“Ciò che veramente spinge all’aborto è la chiusura del cuore e della mente all’accoglienza, di chi, in fondo, non si sente accolta”. Rileggiamo la testimonianza di una psicoterapeuta pubblicata sul mensile Notizie ProVita dell’aprile 2013.
Si intitola “Ascoltare, per aprire un cuore chiuso”.
Quando mi arrivò la telefonata di S. rimasi per un momento sconcertata. Era padre di un bimbo concepito con E. che lei voleva abortire e per cui aveva già il certificato redatto e l’appuntamento fissato.
S. aveva già chiamato più persone prolife, avevano incontrato sia operatori sanitari nel consultorio, sia realtà a difesa della vita, ma non c’era nulla da fare. E. voleva abortire. Non vi erano né problemi economici, poiché entrambi lavorano, né di casa, né altro… ma vi era il solito e unico problema che porta le donne ad abortire: la chiusura del cuore e della mente ad una creatura concepita e che ha solo bisogno di essere accolta, alla quale bisogna fare posto fisico, psichico e spirituale.
Ma come fare, dato che E. aveva già parlato con tutte queste persone e percepiva le azioni di S. come un sopruso sulla sua libertà? Chiesi a S. di darmi il suo cellulare. Provai a chiamare. Nessuna risposta.

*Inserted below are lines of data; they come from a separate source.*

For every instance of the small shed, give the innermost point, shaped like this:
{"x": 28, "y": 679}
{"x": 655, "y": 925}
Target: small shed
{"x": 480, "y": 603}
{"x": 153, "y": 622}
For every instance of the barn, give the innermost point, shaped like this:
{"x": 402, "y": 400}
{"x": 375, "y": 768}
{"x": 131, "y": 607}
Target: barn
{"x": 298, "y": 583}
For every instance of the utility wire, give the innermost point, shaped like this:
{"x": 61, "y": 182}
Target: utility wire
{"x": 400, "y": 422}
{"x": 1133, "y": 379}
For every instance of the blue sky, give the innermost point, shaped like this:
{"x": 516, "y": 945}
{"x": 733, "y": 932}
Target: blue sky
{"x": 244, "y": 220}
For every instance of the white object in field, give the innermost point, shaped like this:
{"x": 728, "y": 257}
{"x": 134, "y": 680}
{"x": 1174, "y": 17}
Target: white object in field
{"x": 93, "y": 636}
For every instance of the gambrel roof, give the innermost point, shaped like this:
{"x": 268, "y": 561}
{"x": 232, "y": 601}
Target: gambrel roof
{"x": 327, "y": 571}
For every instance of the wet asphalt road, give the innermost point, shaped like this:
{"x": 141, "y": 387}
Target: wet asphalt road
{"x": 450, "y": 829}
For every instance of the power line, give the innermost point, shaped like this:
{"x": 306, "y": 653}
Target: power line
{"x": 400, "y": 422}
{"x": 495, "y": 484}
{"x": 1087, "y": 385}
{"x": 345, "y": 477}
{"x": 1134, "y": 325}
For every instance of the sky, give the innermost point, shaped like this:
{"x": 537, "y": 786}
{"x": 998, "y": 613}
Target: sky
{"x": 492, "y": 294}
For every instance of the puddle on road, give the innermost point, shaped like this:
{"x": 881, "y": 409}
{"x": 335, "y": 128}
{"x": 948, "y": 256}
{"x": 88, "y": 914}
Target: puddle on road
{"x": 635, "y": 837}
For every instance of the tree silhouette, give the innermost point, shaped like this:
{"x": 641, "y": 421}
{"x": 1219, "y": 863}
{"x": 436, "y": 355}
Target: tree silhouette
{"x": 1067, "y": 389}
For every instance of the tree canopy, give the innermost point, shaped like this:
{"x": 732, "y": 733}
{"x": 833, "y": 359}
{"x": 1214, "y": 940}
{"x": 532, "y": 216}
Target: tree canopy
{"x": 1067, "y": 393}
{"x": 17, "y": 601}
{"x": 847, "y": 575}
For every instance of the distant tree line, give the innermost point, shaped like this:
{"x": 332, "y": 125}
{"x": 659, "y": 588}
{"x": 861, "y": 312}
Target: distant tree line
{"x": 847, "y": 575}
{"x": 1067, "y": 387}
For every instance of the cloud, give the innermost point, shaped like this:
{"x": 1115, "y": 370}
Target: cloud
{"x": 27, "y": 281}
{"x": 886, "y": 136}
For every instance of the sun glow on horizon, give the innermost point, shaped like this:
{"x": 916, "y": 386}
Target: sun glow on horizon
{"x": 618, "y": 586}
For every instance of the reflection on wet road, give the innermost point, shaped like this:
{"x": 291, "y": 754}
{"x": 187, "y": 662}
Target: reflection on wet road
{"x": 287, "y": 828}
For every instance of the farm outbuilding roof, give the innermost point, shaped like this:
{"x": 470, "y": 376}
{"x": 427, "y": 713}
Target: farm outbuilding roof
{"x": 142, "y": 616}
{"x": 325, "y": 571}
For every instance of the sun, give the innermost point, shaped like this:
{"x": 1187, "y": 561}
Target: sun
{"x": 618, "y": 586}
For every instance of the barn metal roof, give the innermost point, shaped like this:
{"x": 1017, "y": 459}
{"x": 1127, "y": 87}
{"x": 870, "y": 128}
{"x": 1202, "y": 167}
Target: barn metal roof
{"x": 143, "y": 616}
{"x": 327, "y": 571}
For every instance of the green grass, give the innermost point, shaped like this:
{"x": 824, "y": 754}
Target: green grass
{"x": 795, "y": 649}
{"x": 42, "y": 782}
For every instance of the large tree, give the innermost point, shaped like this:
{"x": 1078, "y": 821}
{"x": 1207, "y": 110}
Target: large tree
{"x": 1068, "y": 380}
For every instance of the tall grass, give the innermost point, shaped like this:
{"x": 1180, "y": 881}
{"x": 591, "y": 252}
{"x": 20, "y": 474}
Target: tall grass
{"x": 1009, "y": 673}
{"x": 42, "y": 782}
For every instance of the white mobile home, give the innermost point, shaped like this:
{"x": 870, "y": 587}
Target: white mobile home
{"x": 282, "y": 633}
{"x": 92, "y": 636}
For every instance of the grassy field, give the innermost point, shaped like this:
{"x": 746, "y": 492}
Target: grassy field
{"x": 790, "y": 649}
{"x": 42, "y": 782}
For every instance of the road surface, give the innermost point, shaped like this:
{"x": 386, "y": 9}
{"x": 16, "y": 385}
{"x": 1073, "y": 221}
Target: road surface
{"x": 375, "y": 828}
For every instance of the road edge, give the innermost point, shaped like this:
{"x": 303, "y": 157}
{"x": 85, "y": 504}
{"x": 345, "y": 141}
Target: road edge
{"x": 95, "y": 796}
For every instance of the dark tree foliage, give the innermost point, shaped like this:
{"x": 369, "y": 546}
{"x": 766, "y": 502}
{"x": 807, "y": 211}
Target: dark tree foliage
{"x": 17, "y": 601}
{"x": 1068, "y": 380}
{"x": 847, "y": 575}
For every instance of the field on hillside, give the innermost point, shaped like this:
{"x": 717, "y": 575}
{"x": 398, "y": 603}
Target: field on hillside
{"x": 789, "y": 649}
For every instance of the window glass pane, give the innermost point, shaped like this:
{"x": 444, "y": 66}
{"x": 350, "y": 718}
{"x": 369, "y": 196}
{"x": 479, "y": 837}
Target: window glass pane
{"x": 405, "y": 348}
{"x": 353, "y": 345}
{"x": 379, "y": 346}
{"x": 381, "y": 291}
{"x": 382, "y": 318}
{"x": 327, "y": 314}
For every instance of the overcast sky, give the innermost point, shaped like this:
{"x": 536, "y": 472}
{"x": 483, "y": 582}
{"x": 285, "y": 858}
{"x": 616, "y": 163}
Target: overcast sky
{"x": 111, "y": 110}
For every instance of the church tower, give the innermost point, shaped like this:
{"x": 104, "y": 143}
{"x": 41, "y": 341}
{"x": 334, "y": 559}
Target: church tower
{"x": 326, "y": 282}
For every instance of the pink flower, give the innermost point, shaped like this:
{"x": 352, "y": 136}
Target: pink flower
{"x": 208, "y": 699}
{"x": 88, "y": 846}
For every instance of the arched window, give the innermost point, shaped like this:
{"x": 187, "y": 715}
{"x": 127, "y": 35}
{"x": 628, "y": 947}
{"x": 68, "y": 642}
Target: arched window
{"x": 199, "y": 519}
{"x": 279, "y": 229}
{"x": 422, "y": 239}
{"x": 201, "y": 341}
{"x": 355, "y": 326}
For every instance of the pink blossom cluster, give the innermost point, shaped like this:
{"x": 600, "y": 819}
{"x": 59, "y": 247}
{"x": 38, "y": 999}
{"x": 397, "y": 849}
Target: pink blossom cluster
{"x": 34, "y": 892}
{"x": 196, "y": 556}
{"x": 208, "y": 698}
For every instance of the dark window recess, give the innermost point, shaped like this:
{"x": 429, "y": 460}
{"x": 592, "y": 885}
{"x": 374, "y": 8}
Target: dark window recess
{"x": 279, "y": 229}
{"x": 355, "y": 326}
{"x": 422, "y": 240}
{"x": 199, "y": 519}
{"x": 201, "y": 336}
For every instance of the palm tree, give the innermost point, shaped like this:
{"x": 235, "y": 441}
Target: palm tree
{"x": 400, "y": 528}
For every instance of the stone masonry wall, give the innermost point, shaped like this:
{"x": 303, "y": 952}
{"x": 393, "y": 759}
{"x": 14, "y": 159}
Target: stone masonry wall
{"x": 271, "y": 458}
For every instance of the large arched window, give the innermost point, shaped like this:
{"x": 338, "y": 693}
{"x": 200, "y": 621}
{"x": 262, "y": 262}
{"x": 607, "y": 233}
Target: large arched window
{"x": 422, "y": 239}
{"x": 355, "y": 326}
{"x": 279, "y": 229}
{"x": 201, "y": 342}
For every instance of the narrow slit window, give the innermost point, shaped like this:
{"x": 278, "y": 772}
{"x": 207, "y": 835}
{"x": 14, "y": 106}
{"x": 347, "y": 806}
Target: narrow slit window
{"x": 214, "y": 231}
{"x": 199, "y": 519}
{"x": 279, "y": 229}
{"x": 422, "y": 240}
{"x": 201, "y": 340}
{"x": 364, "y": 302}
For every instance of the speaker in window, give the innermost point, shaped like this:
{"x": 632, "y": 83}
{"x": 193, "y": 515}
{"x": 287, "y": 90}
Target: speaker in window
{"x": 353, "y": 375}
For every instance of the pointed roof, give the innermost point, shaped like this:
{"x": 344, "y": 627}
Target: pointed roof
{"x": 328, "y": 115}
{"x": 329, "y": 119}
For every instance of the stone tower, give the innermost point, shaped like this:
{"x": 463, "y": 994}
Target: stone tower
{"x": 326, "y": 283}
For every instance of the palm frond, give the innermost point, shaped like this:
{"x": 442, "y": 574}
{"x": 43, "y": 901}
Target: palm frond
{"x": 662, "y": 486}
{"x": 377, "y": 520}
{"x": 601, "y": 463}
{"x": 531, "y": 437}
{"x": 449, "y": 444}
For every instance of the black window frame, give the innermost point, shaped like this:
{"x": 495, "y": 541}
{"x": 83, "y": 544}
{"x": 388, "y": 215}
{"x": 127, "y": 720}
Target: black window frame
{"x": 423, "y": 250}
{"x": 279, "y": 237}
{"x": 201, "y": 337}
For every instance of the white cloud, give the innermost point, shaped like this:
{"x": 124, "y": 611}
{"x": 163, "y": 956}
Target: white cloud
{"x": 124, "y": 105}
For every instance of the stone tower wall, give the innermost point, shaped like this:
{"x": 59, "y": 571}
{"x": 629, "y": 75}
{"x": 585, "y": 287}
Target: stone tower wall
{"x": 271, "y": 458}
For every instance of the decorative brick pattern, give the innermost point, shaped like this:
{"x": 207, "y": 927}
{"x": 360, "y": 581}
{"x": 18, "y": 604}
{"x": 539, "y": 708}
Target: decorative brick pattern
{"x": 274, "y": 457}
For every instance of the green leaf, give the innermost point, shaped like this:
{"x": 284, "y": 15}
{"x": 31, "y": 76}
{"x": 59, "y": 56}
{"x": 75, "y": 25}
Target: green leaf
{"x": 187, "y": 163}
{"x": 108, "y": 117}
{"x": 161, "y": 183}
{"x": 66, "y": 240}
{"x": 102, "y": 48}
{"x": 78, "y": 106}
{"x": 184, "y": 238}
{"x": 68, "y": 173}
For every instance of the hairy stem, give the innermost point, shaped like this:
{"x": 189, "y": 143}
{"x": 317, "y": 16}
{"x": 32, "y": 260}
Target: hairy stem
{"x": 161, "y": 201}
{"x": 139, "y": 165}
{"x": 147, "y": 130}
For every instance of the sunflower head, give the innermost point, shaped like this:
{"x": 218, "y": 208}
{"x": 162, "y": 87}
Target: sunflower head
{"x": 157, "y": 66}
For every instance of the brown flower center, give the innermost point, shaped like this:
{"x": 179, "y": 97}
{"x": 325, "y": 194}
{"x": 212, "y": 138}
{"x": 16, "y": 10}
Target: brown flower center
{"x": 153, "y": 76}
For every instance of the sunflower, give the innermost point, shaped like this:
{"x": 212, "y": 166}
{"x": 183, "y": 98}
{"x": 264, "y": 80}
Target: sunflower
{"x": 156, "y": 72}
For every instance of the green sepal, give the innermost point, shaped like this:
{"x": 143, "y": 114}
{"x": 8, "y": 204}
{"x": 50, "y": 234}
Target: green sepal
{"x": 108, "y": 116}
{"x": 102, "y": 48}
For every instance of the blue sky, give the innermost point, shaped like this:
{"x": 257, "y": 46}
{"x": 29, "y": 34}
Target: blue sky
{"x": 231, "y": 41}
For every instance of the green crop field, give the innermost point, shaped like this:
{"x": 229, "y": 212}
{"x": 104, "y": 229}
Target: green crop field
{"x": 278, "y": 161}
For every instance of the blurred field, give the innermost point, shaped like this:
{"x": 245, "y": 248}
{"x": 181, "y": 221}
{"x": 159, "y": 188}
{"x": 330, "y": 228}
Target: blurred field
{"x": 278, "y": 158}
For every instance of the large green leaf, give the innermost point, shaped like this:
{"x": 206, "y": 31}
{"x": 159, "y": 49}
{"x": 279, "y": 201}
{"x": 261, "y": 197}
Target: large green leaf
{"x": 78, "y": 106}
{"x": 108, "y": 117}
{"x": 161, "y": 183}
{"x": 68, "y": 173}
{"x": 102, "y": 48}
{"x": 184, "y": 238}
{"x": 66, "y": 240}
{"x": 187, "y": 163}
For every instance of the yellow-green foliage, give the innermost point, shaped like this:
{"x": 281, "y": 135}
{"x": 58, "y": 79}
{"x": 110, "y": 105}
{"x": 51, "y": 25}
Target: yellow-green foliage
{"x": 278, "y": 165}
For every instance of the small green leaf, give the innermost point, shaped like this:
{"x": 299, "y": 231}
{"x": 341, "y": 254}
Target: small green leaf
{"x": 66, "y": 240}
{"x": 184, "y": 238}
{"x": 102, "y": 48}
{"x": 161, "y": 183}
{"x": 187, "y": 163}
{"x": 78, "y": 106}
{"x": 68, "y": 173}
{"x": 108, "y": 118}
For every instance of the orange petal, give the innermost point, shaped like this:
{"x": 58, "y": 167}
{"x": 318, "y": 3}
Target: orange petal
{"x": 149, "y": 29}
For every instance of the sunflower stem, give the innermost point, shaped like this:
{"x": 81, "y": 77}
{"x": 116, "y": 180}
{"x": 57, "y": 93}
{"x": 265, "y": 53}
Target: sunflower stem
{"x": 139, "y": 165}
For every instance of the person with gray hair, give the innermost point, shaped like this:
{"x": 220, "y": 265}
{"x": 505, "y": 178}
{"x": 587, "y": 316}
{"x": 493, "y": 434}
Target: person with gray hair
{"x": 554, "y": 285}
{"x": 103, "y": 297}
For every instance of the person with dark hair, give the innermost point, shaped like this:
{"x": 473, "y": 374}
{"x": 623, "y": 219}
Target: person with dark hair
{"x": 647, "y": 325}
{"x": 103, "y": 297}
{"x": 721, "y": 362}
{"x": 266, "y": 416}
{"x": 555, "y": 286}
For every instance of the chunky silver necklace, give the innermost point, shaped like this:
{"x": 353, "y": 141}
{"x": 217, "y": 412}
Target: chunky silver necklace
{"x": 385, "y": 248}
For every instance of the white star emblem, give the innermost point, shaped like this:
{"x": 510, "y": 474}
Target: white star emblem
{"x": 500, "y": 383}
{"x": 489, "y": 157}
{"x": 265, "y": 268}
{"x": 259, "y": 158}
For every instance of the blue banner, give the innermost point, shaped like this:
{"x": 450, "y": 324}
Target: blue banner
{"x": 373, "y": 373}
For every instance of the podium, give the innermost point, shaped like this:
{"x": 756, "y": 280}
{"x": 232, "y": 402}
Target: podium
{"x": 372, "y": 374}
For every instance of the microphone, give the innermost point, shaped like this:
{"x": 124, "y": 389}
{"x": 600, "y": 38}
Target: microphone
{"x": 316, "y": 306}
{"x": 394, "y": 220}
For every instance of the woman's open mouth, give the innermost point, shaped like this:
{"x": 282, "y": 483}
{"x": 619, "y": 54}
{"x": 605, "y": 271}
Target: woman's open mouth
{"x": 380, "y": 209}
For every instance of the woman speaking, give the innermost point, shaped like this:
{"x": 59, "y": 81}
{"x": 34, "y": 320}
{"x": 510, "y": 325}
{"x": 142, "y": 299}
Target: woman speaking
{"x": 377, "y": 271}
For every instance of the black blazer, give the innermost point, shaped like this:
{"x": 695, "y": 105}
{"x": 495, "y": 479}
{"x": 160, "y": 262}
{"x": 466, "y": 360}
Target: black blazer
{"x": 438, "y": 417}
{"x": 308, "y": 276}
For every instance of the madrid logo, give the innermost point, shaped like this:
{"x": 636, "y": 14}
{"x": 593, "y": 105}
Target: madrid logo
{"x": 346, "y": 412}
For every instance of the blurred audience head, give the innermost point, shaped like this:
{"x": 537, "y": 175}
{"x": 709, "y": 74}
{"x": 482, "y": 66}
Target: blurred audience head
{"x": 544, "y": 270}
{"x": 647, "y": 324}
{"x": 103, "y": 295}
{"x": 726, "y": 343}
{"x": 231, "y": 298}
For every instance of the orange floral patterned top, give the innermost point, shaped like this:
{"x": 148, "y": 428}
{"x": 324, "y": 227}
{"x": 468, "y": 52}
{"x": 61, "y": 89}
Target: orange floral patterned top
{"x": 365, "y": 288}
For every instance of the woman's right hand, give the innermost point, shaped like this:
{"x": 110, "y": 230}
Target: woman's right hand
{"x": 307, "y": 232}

Inviai un semplice sms con il seguente testo, che ancora conservo: “Avrei piacere di conoscerti poiché non vorrei che una persona splendida come te, con l’azione che sta per fare, si distruggesse la vita”. La risposta non tardò ad arrivare: “Come fai a sapere che sono una persona splendida?”
A quel punto chiamai e le spiegai tutti i motivi che la rendevano splendida, preziosa. E. si mise a piangere dicendomi che non capivo. C’erano solo 2 giorni prima della data fissata per l’aborto. Poco tempo. Poi fu la Provvidenza a rendere possibile l’incontro, a seguito del quale capii cosa la turbasse. Era sempre stata considerata la figlia di serie B e sua madre anche in quest’occasione non le risparmiava critiche.
E. aveva avuto un incidente, e la madre spingeva per l’aborto in quanto, a dir suo, non poteva far fronte alle necessità di un neonato, senza peraltro assicurare aiuto pratico. Infine, la convivenza con S., che durava da anni, non la rassicurava per il futuro. Ogni atteggiamento di S., E. lo viveva come una mossa di potere su di lei.
Non fu facile sbrogliare i nodi. Valorizzare tutto ciò che aveva fatto nella vita, persino reimparare a parlare e camminare dopo l’incidente. Aveva mostrato coraggio e forza di volontà, aveva continuato il suo lavoro impegnativo nella sanità, la gestione della casa. Ma soprattutto doveva fare una bella distinzione tra ciò che gli altri potevano pensare di lei e ciò che lei, invece, sapeva di se stessa.
Un pianto a dirotto sancì la fine di quel colloquio. Non mi dette il certificato, voleva ancora pensarci. Nei 2 giorni successivi non ricordo più quanti sms e telefonate mi fece per essere certa che io continuassi a starle vicina. La mattina fissata per l’aborto E. non andò. Mi volle rivedere.
Cominciò allora l’ascolto sistematico di tutto ciò che turbava il suo cuore. Mi mandò via mms la foto dell’eco della piccola M., che è nata non molto tempo fa e che tra poco sarà battezzata. Alcune cose si sono sistemate, con la madre e la sorella. Con S. ci sono ancora problemi relazionali acutizzati dalla nascita della piccola, ma vederla felice con la bimba in braccio è una gioia per gli occhi e per il cuore. La prima volta che presi M. in braccio si aggrappò sorridente a me in maniera del tutto inusuale e mentre mi guardava sua madre disse: “Sta guardando l’angelo custode in terra che il Signore le ha mandato”. E ripensando a quella frase ti rendi conto di quale responsabilità abbiamo tutti noi che facciamo colloqui di salvataggio, e ancora la commozione sale agli occhi.